We are a homestead, to me that means that most things we bring onto the homestead needs to have a purpose, needs to add to our life, needs to have a job.
We have chicks coming end of the month…they will contribute through eggs and meat, as well as keeping insects down around the outside of the garden and will help out as they range eating pests that others will not.
Goats can provide meat, dairy, and cashmere. They also will browse through the brush rather than graze (so this may be a good introduction into what may become a staple animal here on the homestead).The two we have are both castrated so one will become meat or go to the sale barn to offset cost of the other. The other has a job to do which will be a long term job of keeping our newest addition company.

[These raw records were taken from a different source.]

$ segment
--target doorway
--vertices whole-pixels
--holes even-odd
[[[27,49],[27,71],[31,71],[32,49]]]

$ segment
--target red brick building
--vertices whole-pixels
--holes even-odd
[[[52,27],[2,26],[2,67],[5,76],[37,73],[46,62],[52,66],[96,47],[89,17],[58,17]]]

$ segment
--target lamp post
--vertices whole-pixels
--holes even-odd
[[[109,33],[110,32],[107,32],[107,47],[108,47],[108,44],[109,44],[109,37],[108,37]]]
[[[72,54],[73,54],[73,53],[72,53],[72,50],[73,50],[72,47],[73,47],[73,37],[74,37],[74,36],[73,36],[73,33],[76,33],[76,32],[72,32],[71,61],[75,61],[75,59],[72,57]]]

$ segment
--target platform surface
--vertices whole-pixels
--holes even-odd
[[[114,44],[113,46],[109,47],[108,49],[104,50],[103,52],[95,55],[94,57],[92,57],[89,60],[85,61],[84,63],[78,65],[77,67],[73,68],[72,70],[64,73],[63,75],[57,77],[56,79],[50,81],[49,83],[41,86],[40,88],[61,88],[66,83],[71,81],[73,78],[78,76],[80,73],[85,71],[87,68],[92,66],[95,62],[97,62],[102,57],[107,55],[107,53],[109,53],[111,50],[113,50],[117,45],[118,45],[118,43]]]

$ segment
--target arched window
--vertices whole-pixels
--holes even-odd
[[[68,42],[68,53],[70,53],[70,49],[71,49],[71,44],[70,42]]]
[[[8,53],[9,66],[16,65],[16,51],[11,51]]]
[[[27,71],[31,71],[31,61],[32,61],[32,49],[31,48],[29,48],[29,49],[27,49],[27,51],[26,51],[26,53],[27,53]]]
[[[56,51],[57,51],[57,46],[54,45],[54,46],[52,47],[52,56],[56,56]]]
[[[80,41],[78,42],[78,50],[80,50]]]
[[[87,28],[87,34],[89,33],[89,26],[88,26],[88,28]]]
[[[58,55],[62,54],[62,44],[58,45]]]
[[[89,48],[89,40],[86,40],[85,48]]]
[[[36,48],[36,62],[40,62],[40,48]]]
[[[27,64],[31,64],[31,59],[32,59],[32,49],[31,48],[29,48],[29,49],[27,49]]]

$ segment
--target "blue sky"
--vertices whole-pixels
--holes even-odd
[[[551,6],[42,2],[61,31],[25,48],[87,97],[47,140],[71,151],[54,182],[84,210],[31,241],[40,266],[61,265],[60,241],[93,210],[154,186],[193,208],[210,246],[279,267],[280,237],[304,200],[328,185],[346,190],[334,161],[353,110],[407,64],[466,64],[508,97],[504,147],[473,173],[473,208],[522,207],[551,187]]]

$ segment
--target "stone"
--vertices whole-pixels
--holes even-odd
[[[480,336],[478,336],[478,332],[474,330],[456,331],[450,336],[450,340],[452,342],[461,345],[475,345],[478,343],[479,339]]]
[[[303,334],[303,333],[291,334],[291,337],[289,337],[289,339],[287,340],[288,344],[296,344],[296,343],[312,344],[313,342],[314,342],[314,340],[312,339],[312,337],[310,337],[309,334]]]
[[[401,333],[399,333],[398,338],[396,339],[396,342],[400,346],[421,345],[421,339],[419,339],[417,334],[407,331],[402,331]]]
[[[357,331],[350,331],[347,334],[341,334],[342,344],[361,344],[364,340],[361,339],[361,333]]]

That’s right we have added a new member to our homestead! We picked up over the weekend a large miniature horse. I laugh myself at the sound of that. I never intended on owning a mini. However we have one. He is a good boy. He is about 5 years of age and has been loved greatly by the place he called home until this past weekend.
His name is Blaze.
Now I never intended to own a mini because what do you do with a mini? They are small you might even say they are mini…however cute they are I don’t intend to feed a hat burner for nothing. So this mini horse has a job once he is broke to drive (he is broke to ground drive he just hasn’t been hitched yet).
His job will be two fold.
First he will teach our kids how to drive, as well as horsemanship. This is a good job for a mini. They read body language just like a larger horse. They respond the same. They are less intimidating for smaller children to get their experience with leading and picking feet up and the basics of horse care.
His second job will be to haul out firewood from the bush. Firewood that will heat our home in the winters…firewood that will be used to boil sap in the sugar bush…and firewood for sale and for camp fires around home when we visit with company.
I look forward to seeing what he can do and to the enjoyment he will bring to our family.